Smart Shopping: Smarter Carts to be tested at Whole Foods in April; robottakeover to follow
To prove that the world will indeed come to an end come December 2012, Whole Foods will be testing out smart shopping carts, or Smarter Carts, at their stores in April.
According to GeekWire, Microsoft first demo-ed the device, which is still in its first few weeks of development, on Monday at its Redmond, Washington, headquarters where the cart was still in its early stages. You can watch the demo in the video above. Although the technology used in the cart is primarily from Microsoft, Wired reports that the masterminds behind the device are actually researchers from Austin’s very own Chaotic Moon.
But what exactly is a “Smarter Cart,” you ask? Well, think of it as your personal shopping assistant that follows you around the store, except in cart form. The Smarter Cart is tentatively equipped with a Microsoft Kinect sensor bar, a Windows 8 tablet, a UPC scanner and a motor to help you get through the first world pains of grocery shopping.
As Wired explains it, the cart will use RFID (Radio-frequency identification) technology to “read items off of a smart-card shopping list, and then make recommendations to shoppers, using a speech and voice recognition as the interface.”
In other words, shoppers will be able to load the cart with their grocery list and the cart will in turn tell the customer where in the store the products are located. The cart can even help shoppers be health-conscious, asking whether or not the shopper may have wanted the gluten-free version of a product instead. Once finished, the shopper can actually skip the checkout lines and pay for their groceries right at the cart.
Wired also reports that so far, 30 Austinites have been able to take the Smarter Cart out for a test, but come April 1, Chaotic Moon will begin testing even more carts at the grocery store.
Sure, it all looks and sounds convenient in theory, but as you may have seen in the video, there are obvious kinks that still needs to be worked out.
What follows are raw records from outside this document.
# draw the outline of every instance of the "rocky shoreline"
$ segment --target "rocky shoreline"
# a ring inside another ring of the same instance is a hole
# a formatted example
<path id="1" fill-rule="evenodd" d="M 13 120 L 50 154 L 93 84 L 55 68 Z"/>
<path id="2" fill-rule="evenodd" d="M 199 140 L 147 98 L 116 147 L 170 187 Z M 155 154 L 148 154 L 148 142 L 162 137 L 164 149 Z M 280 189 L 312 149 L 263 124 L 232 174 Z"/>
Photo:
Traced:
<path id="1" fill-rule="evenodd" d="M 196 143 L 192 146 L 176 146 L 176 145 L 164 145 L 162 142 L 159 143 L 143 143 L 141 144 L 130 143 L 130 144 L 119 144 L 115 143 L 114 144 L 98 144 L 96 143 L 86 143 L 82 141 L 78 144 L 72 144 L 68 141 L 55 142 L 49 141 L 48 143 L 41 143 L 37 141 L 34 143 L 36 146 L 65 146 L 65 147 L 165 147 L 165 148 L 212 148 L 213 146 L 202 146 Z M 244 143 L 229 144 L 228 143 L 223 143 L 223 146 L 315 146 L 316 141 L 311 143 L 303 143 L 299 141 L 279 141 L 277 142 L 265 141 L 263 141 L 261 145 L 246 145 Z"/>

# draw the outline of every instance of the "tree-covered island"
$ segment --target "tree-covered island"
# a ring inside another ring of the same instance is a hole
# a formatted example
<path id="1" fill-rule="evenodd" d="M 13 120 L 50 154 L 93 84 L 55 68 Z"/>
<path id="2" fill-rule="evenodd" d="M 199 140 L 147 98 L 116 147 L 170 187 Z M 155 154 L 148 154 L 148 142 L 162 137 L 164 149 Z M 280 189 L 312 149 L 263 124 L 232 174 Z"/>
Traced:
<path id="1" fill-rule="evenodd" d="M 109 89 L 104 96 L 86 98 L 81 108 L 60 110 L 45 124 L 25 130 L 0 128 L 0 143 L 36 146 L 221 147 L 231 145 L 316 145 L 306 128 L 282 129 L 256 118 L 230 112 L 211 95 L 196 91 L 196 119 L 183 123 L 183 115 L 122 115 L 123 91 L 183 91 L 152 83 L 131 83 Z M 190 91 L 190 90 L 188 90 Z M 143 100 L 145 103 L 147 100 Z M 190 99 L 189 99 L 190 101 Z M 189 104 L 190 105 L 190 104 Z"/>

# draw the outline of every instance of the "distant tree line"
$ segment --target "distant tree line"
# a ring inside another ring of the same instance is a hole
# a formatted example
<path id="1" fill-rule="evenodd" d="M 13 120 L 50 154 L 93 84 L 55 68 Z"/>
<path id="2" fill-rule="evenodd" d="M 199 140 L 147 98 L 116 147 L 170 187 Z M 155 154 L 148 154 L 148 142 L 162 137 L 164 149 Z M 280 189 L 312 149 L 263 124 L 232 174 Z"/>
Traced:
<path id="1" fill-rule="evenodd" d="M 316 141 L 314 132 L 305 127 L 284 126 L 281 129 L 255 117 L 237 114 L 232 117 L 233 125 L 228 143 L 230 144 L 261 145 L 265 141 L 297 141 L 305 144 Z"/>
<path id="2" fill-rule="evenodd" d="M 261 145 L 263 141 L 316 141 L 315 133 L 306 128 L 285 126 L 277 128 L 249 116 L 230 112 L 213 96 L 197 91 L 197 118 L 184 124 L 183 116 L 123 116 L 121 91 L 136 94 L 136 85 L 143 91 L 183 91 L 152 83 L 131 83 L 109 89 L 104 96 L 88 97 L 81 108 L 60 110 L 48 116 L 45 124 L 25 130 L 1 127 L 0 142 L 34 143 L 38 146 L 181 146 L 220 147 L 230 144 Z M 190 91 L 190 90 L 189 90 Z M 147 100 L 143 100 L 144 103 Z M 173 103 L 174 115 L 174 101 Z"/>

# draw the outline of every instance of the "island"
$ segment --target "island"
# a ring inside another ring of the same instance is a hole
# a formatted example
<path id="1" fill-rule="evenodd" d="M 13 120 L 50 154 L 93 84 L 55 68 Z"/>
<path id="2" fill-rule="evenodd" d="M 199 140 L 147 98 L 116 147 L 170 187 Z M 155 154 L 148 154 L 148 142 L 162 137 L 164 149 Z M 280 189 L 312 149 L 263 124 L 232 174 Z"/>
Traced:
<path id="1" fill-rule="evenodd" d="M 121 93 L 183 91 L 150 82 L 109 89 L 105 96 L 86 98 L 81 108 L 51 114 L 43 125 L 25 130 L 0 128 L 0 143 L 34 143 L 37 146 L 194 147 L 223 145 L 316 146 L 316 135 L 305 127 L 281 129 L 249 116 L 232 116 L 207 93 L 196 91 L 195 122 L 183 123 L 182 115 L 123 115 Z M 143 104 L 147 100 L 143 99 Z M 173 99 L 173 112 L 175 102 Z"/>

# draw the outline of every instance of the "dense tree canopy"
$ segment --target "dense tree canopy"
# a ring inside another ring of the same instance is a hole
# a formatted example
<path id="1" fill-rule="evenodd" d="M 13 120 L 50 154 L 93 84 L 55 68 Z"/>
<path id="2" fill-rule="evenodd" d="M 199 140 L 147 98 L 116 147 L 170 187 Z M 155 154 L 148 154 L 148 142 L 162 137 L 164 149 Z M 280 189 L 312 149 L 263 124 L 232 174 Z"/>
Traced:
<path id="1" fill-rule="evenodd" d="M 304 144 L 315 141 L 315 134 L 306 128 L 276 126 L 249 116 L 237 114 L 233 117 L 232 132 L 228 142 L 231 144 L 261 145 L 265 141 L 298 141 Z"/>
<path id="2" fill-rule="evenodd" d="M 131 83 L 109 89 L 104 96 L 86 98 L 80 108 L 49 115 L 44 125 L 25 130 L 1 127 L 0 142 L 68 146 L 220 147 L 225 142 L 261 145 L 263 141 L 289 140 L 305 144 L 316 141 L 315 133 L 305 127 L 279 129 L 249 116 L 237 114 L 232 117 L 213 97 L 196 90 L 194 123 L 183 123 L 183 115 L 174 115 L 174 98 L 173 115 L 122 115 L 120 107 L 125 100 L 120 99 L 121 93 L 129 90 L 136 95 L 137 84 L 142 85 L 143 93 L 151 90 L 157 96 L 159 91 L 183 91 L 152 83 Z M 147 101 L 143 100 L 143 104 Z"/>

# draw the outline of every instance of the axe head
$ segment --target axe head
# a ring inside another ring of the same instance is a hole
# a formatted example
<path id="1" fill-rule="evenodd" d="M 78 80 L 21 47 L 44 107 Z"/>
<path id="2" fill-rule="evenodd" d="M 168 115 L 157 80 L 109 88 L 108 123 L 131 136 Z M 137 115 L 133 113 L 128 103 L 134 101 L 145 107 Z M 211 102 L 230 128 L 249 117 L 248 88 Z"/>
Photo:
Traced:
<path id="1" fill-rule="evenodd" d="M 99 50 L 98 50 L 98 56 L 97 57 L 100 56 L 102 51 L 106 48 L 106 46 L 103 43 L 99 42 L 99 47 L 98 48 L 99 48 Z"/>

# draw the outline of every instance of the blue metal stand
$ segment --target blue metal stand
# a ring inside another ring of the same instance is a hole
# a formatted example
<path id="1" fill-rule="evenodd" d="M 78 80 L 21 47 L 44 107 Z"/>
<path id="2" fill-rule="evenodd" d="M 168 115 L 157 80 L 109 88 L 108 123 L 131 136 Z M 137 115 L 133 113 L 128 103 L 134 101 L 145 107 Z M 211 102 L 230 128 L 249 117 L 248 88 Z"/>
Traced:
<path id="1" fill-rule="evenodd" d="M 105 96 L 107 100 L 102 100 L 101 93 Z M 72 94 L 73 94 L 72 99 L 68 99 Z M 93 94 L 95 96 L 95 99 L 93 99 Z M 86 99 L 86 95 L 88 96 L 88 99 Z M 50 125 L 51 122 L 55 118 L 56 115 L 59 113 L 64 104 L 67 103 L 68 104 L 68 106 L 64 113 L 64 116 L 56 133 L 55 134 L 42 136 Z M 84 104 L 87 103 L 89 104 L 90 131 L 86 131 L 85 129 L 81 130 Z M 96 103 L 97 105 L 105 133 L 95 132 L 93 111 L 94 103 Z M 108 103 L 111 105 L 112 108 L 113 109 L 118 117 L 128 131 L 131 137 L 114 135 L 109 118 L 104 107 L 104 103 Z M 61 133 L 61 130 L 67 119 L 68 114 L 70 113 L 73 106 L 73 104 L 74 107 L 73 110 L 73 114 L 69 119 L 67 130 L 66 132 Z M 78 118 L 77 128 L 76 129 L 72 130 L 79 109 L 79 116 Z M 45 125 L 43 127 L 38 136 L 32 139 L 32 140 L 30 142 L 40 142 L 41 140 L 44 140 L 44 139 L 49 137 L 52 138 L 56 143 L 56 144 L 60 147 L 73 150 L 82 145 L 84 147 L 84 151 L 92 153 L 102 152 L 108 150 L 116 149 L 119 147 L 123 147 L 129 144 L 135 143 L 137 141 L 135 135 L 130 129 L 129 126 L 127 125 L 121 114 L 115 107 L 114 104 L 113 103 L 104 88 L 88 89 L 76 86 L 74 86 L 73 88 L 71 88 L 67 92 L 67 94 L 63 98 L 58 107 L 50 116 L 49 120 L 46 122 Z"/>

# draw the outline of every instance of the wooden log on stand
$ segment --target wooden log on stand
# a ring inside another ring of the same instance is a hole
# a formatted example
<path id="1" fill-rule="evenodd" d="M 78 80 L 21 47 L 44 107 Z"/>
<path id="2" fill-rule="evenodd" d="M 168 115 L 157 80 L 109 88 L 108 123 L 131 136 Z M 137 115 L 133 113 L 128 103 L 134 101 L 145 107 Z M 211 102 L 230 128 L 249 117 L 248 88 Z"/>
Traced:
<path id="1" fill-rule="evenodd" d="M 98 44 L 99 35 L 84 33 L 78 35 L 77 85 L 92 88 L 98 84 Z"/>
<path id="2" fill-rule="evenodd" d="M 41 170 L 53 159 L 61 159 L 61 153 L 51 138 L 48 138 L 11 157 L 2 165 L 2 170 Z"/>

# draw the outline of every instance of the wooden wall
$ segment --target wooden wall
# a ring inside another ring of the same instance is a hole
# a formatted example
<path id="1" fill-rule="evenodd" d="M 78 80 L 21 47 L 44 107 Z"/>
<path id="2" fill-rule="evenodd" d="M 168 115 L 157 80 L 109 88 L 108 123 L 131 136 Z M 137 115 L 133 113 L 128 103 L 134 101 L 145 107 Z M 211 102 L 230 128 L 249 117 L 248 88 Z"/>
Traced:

One of the more important questions that will need to be addressed is how the cart will be able to navigate through the store with other carts and patrons present as well as how the cart will be able to decipher between the different voices in a grocery store.
I’m sure these questions and many more will be answered after the test trials in April are complete and more research is done, but until then, what do you all think?
Do we really need shopping carts that help us with our groceries or will Smarter Carts be the thing that slowly but surely ensures a Wall-E type future for our society?